Addressing Medicare Payment Differences Across Settings: Ambulatory Care Services
MedPAC continued the discussion from previous meetings regarding aligning payment rates across care settings, noting the number of physicians employed by hospitals increased by 55% from 2003 to 2011. This transition has had and will continue to have a pronounced effect on Medicare spending, as more services are provided in the outpatient department (HOPD) as opposed to a physician office setting. MedPAC staff reported that, if migration to HOPDs continues at the current rate, Medicare spending on evaluation and management (E&M) visits would be $1.2 billion higher per year by 2021, and beneficiary cost sharing would be $310 million higher by 2021.
MedPAC has deliberated on recommending equalized payment rates among some ambulatory payment classifications (APCs), but concerns have arisen regarding a disparate adverse effect for rural, government, and teaching hospitals. This policy would reduce Medicare spending by $900 million, but would also reduce hospitals’ Medicare revenue by 0.6% and OPD revenue by 2.7%. The Commission did not make a formal recommendation on equalizing payment rates.
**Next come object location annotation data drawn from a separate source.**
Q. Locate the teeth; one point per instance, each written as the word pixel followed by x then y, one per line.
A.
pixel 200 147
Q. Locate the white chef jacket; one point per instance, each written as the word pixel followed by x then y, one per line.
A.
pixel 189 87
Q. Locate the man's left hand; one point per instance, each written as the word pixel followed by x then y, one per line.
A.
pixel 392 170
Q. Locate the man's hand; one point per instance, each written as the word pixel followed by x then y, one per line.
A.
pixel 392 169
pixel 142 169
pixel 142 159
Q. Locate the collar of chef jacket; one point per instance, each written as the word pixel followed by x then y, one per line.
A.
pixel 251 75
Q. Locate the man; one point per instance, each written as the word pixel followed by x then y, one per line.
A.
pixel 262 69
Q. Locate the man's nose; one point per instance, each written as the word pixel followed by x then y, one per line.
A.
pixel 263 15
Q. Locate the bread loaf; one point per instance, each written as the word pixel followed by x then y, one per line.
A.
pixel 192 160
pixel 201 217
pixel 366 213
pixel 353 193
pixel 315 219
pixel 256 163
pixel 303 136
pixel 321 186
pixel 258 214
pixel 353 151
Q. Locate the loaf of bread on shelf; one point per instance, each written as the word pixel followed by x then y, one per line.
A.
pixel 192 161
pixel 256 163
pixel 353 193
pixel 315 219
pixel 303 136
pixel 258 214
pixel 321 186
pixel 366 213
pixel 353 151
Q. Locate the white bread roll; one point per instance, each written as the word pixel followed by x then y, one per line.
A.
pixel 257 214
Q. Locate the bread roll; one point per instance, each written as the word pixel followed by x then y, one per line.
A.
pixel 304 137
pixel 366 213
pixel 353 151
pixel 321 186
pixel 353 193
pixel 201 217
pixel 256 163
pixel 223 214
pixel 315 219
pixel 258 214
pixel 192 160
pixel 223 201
The Commission also discussed Medicare’s health professional shortage areas (HPSA) payment adjustment and the use of shared decision-making to increase patient-centered care and reduce health care disparities.
Next Friday, Chairman Glenn Hackbarth will testify at a House Ways and Means Health Subcommittee hearing regarding the Commission’s March Report to Congress. The next MedPAC public meeting will be held on April 4 -5, 2013.